Hacking a 20×4 LCD for RFID Research

Sopwith's  Current Project

Sopwith’s Current Project (BV4618 LCD)

Have not blogged much over the summer because the Mrs. and I have moved to London on a temporary work assignment. Anyone who has been an expat understands the complexities of a relocation. Now that we are here and settled, I can get back to my hacking projects. I bought my Rasberry Pi’s with me and purchased a couple of Arduino’s and bench tools at a local Maplin store.

My latest interest is in RFID cards. The use of this technology is exploding. Since I am in the security business, understanding how RFID is used for secure access to large data centers and other secure facilities is important. In my research, I came across an interesting project involving an Arduino Nano. The Tastic RFID stealer is a very clever hack.

This project involves the hack of a HID long-range proximity reader. Trust me, O’l Sopwith is not interested in stealing and cloning other peoples access cards. I am only interested in understanding the technology and seeing the bits fly across the air gap.

My first task was to get my hands on a Tastic circuit board and order the required parts. The Tastic web site of BishopFox does not sell the circuit boards, but does provide all the Gerber files containing details of the board layout. I took these files and uploaded them to OSH Park. This is an outfit that collects large numbers of small PCB fabrication orders and submits them for production at a fab plant during non-peak hours. Brilliant idea and great prices too. I ordered three Tastic PCB’s for about $25 USD.

Tastic PCB

Tastic RFID Stealer PCB

Using the Tastic provided required parts list, I began collecting all the pieces needed to build the board. In a foreign land, this turned out to be harder than I thought. There are electronic stores here, but Radio Shack’s are rare. Ordering parts from the US is not practical due to the high cost of shipping. Also, anything purchased outside the EU is taxed at 20%. Farnell/element14 is based here and there service is fantastic.

I soldered all the parts to one of the PCB’s and tested the Arduino Nano. Works great.

Assembled PCB

Assembled PCB

The only thing I could not find was the specific 20×14 LCD listed in the parts list. It is available at Amazon in the US, but I could not find it anywhere over here. I am required to use a serial I/F because the circuit board is wired for it. I am sure the Tastic designers chose a serial I/F because you can get away with using three wires (V+, Gnd, Tx). You do not need an Rx line because you only need to write to the LCD, not read from it.

After a lot of searching, I came across an interesting LCD made by ByVac here in England.

BV4618 4x20 LCD

BV4618 4×20 LCD

This LCD has both a serial (TTL & RS-232) and I2C interfaces. I would have preferred to use the I2C I/F, but I have to stick to the design requirements. The really interesting thing about this board is that the controller uses VT100 tty commands to talk to the LCD. It also has an I/F for a small keypad, something of no interest to me in this project.

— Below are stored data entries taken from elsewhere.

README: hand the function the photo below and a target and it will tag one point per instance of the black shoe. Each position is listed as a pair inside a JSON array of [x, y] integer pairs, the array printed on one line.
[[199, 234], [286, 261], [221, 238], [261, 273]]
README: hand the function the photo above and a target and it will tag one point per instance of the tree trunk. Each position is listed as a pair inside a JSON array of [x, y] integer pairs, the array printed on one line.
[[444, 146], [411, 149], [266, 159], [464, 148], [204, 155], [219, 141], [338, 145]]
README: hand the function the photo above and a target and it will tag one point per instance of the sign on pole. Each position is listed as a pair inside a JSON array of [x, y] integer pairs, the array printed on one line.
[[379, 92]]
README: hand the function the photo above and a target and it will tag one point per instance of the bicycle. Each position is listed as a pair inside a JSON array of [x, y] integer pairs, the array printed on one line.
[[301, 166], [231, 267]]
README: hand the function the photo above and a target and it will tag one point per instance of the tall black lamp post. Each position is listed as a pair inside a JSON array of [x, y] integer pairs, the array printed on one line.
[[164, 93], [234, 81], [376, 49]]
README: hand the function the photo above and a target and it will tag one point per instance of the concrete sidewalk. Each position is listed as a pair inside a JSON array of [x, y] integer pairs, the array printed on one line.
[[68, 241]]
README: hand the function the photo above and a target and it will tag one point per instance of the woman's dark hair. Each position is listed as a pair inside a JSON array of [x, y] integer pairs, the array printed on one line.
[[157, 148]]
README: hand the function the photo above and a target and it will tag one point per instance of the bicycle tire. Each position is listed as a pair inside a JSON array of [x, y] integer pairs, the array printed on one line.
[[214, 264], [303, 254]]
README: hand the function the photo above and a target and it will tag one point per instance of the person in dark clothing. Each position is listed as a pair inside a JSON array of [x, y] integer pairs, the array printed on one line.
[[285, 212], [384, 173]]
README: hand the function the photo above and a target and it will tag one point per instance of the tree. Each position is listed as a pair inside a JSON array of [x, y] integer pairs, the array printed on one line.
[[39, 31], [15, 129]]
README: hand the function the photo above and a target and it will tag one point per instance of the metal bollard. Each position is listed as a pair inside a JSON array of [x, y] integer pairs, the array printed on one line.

More details about this board in the next post.


3 thoughts on “Hacking a 20×4 LCD for RFID Research

  1. Awesome great response time also if you don’t mind can you send me the exact files you sent to them just having trouble trying to send it on the format they want they want you to upload them now on there if it’s not to much to ask for I would highly appreciate it

    • Hi Adonis,
      As stated in my blog post, you have to download the circuit board Gerber files from the BishopFox website. Next, you need to upload those files to a PCB manufacturer. The outfit I used is OSH Park. The boards are very inexpensive. I recommend you order a couple of them in case you make a mistake when soldering on the components.